Instant noodles are excluded from the proposed tax on salty foods, Department of Finance (DOF) Secretary Benjamin Diokno said.

“If you’re thinking of the noodles, that’s really salty, 60 percent sodium. It will not be covered. That’s really for the poor,” Diokno said in his weekly press chat.

Last week, Diokno announced that the DOF and the Department of Health (DOH) are jointly pursuing a junk food and sweetened beverage tax as a proactive measure to tackle diabetes, obesity, and non-communicable diseases related to poor diet.

Under the proposed tax program, the DOF plans to impose a P10 per 100 grams or P10 per 100 milliliters tax on pre-packaged foods lacking nutritional value, including confectioneries, snacks, desserts, and frozen confectioneries, that exceed the DOH’s specified thresholds for fat, salt, and sugar content.

The DOF also intends to increase the sweetened beverage tax rate under the TRAIN law to P12 per liter, regardless of the type of sweetener used.
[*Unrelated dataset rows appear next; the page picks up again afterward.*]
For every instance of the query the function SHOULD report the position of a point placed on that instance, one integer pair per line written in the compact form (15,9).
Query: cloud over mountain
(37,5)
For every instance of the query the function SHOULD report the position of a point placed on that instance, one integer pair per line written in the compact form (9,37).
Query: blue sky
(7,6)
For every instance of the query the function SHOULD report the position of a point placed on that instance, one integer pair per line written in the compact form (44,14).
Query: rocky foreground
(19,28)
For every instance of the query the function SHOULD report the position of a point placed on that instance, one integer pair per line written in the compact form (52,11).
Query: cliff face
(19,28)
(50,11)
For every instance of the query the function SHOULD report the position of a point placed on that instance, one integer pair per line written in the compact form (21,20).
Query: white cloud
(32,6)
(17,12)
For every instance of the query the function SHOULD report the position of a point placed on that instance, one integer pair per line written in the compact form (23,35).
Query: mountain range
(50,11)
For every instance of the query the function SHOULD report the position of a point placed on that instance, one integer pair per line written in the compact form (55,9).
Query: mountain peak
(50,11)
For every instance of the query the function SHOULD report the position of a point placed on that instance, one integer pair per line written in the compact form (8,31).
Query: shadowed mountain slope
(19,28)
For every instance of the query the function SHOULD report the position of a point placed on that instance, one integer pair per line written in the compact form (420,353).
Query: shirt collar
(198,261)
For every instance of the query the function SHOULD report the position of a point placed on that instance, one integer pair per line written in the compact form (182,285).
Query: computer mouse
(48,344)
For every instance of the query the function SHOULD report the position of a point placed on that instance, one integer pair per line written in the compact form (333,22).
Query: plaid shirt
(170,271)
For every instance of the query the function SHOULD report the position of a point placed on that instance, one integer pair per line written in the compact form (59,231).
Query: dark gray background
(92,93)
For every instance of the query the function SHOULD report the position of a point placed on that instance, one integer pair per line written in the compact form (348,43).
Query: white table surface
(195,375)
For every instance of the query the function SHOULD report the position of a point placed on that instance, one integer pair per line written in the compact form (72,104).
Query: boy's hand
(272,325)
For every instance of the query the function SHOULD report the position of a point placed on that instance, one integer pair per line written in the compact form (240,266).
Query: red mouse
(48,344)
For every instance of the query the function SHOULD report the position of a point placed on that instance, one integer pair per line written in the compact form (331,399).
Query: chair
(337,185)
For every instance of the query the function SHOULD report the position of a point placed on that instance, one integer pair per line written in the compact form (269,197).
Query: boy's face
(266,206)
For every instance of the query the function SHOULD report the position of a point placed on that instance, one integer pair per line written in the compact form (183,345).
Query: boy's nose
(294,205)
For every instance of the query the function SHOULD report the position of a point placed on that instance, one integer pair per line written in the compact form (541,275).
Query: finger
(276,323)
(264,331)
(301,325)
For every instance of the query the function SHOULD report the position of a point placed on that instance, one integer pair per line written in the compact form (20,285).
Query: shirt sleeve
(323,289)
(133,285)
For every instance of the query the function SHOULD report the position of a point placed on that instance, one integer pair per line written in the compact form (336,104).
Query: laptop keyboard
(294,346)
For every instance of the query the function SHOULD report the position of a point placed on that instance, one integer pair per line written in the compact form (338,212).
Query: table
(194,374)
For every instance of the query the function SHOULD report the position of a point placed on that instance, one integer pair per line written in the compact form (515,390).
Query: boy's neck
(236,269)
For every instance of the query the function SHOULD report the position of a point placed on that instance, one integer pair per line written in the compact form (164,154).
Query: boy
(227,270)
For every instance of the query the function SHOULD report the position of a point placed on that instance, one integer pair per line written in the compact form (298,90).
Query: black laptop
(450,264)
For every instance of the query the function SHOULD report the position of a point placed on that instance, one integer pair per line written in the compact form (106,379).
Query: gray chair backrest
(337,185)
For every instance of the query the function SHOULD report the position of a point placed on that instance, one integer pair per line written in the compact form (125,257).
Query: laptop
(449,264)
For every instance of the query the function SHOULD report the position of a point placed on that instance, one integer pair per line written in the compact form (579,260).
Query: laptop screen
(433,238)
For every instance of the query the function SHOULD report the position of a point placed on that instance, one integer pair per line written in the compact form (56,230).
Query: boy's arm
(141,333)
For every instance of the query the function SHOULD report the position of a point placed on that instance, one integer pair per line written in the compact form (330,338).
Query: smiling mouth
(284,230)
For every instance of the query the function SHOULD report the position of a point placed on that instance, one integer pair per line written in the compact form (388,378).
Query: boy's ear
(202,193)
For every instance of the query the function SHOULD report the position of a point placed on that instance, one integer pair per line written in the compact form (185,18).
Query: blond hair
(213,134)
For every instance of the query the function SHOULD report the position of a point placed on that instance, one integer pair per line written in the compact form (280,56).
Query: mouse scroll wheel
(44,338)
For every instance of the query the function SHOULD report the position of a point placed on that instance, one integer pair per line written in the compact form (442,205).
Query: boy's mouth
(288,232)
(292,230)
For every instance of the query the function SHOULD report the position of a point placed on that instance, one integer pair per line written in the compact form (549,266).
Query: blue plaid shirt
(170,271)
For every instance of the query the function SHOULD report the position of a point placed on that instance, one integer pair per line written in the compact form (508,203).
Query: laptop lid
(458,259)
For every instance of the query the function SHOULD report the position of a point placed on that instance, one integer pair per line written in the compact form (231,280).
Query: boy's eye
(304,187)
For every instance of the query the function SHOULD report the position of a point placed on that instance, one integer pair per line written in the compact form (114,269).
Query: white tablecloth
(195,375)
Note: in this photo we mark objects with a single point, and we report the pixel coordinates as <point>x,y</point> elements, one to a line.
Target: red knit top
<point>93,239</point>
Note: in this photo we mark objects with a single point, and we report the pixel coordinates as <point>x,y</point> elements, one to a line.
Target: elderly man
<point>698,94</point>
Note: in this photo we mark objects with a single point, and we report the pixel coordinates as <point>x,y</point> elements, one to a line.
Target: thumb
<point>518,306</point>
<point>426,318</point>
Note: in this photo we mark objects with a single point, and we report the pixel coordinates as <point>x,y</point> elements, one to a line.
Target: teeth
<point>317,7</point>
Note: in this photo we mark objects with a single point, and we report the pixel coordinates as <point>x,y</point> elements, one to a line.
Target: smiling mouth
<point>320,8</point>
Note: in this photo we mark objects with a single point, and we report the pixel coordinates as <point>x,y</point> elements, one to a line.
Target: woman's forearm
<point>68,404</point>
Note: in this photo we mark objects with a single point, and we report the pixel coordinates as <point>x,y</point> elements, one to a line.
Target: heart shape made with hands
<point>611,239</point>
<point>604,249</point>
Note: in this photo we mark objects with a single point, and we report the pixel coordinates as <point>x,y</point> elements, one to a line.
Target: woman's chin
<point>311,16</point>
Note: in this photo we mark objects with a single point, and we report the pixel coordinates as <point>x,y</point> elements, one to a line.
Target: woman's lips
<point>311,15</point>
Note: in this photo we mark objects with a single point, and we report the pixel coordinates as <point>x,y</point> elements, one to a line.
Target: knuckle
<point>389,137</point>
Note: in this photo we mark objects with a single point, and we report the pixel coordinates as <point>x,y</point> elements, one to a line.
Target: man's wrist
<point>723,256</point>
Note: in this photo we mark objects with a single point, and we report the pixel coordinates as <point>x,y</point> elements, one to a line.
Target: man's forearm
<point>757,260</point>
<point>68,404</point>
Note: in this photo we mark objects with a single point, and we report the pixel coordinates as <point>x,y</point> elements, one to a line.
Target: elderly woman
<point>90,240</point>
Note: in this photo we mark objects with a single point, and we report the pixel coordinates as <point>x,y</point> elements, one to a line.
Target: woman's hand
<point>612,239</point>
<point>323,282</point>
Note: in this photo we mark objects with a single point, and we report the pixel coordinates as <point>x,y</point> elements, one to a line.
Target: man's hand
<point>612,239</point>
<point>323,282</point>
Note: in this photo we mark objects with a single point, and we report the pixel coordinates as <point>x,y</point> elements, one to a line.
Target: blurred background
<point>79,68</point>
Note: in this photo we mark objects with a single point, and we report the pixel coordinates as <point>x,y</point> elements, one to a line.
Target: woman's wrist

This tax rate will be indexed annually by 4 percent, and exemptions will be eliminated to broaden the tax base.

Diokno explained that the proposal is both a health and revenue measure.

“It’s both. A health measure, there will be a big impact in the long run. We are consulting with the National Nutrition Council and DOH. We will continue to consult. What we’ve released is still not [firmed up],” Diokno said.

Diokno said the proposal to tax junk foods and increase the sweetened beverage tax would help broaden the tax base and raise more taxes.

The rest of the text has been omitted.